Quiet morning reflections help keep me aligned and focused on my goals.
With the crisp winter air and light rays of sun spilling through my window I feel refreshed. I can look back on unpleasant memories, reminding myself of my goals, without getting sucked up in the negativity.
Looking back on my life, I am alarmed by how impulsive and out of control I really was. Showing up to high school drunk at 7am covered in fresh cuts should have screamed I was sick, but no took a second glance.
I just wanted the pain to stop.
I put my friends in awful positions. I cringe thinking of the manipulation tactics I would use on everyone, especially Javier and Rudy.
A constant pull and push tug of war I had with their heart strings kept them close. Relentless I hate you don’t leave me squabbles and deliberate threats of suicide sent them racing for my front door, in my mind, if they were worried it meant that they loved and cared about me.
That validation is what I needed and craved endlessly.
Everyday I fight the civil war inside my head, endlessly torn between control and illness, I must not lose myself again.
As I work on controlling my anxiety, borderline personality disorder, depression, and self injury I find myself thinking for the first time, I am happy to be alive, I am happy to feel.
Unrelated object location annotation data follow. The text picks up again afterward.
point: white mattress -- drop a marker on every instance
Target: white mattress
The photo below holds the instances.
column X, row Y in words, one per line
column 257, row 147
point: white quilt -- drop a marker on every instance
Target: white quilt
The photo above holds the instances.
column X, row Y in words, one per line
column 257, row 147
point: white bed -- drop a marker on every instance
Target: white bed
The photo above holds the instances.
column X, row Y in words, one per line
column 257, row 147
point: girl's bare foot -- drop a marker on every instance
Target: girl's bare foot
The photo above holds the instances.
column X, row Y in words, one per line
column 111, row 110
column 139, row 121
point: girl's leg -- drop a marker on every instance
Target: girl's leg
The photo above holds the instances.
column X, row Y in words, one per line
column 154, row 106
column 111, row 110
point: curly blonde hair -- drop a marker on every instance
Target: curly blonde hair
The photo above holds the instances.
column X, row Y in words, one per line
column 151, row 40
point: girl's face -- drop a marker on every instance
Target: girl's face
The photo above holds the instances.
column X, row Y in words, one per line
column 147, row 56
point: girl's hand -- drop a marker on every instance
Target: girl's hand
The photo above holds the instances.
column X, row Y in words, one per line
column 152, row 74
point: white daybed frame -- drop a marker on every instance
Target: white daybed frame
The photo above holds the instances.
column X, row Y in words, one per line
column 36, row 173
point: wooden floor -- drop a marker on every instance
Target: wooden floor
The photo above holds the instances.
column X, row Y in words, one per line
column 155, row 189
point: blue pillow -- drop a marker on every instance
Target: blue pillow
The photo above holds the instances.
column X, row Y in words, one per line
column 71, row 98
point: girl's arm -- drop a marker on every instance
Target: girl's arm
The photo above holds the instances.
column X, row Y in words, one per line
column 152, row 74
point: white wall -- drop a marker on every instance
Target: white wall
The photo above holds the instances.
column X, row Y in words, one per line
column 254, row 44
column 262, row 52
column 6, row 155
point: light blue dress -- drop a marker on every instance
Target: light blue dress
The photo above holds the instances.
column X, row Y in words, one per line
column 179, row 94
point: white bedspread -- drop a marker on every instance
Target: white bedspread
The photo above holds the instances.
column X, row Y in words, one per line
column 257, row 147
Even though getting out of bed in the mornings has been an impossible task for me in the past this past week I have really put up an effort to do the simple things most people have no issue doing. I have been getting up at a decent hour, I have kept my room relatively clean, and I have forced myself to take proper care of my cats. Most nights I’m exhausted but I must say I feel rather proud of myself, although my ‘accomplishments’ are minuscule.